The material piqued the interest of Stella McCartney, who went on to design a handbag and dress using Microsilk, but there were few ripples in the industry’s waters otherwise.
With Mylo, however, Bolt Threads hit the jackpot.
“Today, when you touch Mylo, you get the same feeling as when you’re touching a natural leather,” says Dan Widmaier, CEO of Bolt Threads. “Many people wouldn’t be able to tell the difference between Mylo and leather by touch.”
In a major cross-industry first, Stella McCartney, Adidas, Lululemon and Kering (the luxury group behind Gucci, Saint Laurent and more) have just announced they’re joining forces to invest in the material and secure exclusive access to it, too.
As part of the newly-established consortium, the brands have each agreed to spend seven-figure sums to bolster Mylo’s production capabilities and create a supply chain that would allow it to be manufactured at a commercially-viable scale.
“This is a physical product technology, so scale up is slow and filled with details,” says Widmaier. “It takes years to reach a scale where initial products can be launched by brands at the quality and quantity we expect.”
Additionally, scale drives cost, and access to the average fashion consumer relies on the cost of sustainable technologies competing with that of existing materials.
Still, even in the intermediate term, Widmaier is optimistic. “We will see the spread of sustainable materials expand quickly,” he says. “The consumer demand is there, and part of our mission is to make these materials more accessible as quickly as we can.”

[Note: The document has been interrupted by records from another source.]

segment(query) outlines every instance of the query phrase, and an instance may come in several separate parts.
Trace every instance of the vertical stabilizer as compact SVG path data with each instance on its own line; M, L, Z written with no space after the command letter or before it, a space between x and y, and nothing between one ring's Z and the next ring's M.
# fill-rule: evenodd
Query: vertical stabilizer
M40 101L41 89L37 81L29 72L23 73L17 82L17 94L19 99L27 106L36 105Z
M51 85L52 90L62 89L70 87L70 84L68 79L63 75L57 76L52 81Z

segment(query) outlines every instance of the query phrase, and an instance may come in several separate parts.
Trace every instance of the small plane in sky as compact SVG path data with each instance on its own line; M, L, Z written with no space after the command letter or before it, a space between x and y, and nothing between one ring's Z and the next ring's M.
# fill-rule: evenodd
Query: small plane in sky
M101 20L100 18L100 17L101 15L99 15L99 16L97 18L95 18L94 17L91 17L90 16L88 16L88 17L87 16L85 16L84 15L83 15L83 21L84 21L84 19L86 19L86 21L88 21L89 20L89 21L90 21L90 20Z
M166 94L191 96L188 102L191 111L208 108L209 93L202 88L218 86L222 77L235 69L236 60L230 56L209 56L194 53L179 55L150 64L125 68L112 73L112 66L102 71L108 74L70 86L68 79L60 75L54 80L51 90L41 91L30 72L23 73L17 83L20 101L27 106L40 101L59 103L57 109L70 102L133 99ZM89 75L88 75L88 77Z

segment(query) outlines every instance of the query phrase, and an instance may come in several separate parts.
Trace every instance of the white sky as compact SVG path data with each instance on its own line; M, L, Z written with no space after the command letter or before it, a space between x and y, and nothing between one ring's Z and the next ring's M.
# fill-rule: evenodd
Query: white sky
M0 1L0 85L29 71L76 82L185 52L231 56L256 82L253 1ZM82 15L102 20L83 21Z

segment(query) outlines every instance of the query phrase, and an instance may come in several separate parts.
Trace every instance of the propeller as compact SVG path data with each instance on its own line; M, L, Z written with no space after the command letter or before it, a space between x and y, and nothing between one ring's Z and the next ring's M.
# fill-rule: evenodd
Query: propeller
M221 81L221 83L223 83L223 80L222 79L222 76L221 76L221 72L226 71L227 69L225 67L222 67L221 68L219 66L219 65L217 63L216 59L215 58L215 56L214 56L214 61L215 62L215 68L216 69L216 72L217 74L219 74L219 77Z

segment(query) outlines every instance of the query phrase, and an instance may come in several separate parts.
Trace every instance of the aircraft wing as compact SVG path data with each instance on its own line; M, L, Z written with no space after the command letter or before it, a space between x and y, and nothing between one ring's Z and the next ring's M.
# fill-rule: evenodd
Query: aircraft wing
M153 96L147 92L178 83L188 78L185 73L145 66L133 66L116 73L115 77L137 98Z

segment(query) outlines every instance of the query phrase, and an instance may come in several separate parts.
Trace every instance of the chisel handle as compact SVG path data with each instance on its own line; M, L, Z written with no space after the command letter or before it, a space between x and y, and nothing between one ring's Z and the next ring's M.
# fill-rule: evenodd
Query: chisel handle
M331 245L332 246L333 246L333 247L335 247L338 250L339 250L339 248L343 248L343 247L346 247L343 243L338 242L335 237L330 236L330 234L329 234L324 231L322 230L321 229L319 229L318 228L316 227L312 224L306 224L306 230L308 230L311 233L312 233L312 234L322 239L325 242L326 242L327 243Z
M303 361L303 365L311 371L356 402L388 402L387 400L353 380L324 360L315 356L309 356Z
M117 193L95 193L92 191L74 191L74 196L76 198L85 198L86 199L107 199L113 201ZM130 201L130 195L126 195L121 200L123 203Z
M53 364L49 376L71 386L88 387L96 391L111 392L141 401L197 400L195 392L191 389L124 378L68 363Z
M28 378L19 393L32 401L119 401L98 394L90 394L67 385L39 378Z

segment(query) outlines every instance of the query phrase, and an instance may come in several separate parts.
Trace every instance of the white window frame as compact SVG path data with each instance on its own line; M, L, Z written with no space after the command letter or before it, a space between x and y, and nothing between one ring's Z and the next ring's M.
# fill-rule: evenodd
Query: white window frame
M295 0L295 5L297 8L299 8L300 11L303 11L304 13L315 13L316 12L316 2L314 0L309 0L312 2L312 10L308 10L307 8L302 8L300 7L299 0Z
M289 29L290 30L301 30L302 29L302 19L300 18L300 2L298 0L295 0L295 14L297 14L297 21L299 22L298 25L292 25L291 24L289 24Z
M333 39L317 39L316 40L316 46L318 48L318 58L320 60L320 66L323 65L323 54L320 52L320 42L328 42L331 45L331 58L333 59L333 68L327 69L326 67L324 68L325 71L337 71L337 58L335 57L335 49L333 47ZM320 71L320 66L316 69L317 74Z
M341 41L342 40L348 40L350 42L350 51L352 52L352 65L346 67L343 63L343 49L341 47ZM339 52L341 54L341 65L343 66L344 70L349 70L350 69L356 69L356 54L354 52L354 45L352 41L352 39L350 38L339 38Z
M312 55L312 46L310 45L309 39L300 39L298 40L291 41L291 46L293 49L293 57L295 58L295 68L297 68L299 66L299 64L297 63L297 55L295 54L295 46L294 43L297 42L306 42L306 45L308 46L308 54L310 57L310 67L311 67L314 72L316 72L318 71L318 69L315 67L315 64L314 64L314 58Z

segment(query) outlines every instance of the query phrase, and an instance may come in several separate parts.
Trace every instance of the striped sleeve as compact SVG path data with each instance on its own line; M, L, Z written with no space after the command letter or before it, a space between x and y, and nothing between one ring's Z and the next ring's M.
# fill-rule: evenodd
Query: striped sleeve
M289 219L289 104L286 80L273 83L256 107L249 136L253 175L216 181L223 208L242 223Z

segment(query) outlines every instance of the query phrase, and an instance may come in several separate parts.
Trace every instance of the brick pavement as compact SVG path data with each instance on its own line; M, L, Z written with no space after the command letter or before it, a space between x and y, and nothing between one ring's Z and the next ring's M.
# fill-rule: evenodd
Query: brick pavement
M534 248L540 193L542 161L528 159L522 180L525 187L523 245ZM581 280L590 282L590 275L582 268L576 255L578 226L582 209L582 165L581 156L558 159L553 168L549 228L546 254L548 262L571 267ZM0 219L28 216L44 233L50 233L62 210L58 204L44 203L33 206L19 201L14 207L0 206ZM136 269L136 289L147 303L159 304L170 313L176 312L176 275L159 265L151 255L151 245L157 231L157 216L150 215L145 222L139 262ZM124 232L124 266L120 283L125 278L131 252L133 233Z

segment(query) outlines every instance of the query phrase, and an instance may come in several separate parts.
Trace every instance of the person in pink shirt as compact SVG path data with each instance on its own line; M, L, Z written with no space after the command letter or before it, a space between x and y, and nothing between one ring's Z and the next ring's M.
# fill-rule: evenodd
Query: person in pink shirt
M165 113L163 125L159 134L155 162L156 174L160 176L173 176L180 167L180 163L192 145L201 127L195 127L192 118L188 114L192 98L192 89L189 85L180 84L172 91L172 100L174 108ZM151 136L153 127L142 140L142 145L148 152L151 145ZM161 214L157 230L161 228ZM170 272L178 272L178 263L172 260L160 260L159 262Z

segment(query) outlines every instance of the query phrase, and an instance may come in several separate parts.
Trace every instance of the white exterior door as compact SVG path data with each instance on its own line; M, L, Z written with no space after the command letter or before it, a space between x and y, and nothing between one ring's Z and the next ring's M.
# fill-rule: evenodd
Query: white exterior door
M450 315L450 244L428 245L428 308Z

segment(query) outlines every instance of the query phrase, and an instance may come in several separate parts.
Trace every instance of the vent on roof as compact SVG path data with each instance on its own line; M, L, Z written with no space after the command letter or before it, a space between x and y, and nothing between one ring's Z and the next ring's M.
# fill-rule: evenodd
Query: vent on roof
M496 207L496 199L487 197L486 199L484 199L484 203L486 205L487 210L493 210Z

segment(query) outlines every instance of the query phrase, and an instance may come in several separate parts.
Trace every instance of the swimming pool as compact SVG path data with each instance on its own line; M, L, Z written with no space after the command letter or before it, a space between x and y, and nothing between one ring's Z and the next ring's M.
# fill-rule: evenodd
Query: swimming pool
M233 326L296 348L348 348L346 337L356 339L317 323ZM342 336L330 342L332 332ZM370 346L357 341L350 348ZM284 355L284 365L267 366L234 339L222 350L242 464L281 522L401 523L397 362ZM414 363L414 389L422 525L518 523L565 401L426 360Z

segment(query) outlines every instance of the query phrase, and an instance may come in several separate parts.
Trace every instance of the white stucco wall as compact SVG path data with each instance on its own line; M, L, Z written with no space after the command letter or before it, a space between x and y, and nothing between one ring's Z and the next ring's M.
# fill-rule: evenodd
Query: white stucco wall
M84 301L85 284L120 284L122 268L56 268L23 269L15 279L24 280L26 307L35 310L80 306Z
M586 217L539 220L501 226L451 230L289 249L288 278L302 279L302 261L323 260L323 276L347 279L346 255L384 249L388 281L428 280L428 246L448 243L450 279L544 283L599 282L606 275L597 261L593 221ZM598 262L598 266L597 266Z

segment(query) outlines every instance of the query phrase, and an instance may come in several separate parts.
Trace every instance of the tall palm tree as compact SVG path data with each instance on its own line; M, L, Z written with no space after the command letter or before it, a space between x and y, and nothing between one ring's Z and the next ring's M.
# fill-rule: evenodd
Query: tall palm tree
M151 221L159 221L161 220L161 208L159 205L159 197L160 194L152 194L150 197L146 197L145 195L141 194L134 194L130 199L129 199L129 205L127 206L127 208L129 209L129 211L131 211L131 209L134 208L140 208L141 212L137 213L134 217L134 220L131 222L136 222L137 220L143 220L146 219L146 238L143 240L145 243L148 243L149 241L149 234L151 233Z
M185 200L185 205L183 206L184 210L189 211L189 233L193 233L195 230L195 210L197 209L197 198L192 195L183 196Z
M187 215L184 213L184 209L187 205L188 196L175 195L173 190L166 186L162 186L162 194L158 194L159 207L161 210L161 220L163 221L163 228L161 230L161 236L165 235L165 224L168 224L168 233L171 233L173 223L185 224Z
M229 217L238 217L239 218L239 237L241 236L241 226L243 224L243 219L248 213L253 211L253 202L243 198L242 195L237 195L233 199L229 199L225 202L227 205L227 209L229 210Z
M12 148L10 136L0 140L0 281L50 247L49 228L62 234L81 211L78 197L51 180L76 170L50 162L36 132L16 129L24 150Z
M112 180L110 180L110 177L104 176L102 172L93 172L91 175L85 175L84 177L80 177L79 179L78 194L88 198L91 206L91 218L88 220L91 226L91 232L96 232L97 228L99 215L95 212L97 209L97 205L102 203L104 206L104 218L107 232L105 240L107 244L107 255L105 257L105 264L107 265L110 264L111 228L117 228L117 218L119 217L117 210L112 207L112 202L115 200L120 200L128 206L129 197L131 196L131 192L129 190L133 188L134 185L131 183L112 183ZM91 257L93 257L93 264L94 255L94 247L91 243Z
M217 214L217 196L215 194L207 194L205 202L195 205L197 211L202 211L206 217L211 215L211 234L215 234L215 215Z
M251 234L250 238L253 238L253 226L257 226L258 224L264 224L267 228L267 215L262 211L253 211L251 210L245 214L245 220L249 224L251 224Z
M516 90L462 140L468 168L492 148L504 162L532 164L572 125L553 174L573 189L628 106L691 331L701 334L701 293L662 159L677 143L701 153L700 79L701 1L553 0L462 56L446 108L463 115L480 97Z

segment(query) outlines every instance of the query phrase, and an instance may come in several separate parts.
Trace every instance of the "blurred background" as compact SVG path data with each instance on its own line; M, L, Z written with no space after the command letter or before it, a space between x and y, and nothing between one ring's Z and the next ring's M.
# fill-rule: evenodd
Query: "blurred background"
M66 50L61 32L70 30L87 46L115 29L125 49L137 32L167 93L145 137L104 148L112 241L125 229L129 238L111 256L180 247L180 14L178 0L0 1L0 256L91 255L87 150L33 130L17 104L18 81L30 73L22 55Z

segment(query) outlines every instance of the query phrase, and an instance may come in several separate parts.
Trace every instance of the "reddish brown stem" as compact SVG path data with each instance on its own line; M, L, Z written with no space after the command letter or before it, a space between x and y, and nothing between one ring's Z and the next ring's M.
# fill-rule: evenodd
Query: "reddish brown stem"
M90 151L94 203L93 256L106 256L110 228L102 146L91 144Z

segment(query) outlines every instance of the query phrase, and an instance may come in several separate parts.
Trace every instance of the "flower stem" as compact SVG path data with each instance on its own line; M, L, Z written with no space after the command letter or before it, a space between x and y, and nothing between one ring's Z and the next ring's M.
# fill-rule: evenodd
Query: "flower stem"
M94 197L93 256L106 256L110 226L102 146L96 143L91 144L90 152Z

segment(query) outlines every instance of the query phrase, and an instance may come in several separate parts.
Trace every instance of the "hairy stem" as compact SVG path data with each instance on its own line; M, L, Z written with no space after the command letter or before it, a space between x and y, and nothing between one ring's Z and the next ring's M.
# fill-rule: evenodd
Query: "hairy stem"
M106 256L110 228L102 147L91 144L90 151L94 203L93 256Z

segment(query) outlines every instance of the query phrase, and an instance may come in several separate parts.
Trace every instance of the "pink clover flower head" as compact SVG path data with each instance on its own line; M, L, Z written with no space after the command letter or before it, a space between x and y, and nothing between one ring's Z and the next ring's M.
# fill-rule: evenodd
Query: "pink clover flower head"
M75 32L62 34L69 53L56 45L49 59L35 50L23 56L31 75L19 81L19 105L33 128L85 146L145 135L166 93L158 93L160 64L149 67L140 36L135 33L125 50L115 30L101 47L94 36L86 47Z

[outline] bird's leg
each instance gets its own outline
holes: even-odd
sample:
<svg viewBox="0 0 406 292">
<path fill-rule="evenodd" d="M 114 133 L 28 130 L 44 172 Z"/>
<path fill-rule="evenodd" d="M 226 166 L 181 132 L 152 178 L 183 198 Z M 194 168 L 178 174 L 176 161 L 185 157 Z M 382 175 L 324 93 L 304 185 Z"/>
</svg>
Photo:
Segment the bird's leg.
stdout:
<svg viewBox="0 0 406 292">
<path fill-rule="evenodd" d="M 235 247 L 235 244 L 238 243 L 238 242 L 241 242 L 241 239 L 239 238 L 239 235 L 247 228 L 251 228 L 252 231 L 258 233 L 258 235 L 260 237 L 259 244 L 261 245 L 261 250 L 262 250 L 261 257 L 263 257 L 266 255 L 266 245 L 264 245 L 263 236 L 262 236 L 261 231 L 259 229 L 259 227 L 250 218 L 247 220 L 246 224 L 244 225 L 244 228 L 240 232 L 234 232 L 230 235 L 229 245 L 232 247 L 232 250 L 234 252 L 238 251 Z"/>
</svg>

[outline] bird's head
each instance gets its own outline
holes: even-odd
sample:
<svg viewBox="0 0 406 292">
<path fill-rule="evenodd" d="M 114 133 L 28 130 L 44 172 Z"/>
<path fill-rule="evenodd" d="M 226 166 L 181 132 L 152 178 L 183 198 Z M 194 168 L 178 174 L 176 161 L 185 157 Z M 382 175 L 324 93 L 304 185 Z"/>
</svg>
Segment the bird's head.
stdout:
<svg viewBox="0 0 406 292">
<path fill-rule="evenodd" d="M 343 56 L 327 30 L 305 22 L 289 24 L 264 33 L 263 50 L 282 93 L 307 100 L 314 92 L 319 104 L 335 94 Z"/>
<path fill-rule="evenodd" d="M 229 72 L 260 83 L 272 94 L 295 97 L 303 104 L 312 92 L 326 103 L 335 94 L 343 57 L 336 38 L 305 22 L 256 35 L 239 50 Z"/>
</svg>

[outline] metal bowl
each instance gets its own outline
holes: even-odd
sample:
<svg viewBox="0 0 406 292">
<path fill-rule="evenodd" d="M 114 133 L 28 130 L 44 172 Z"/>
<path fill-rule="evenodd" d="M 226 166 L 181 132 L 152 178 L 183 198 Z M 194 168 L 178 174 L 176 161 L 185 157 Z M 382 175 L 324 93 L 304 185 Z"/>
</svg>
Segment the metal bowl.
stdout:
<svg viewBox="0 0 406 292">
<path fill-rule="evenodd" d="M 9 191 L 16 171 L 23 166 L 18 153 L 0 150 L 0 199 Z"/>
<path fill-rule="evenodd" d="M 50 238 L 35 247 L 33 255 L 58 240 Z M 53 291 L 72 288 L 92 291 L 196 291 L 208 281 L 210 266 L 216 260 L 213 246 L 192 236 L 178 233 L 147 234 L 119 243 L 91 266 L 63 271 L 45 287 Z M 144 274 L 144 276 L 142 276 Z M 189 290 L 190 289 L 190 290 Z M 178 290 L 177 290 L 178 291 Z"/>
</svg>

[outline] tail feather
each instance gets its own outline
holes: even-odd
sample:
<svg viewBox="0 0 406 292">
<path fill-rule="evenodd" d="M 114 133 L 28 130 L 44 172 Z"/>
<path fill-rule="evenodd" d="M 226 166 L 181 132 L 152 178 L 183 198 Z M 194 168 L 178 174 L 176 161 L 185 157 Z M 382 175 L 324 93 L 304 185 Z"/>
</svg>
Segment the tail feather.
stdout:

Stella McCartney agrees, too. “Many people associate leather with luxury but, since the beginning, I always wanted to approach things in a different way,” she says, “because killing animals for the sake of fashion is quite simply not acceptable.
“I cannot wait to launch Mylo products to market.”
McCartney and her consortium fellow will launch Mylo-crafted products, separately, starting early 2021.
“Without diving into too much detail, you can imagine that we are pulling from fpur billion years of evolution across the whole planet,” Widmaier adds. “Saying we are only scratching the surface of what is possible is a giant understatement.”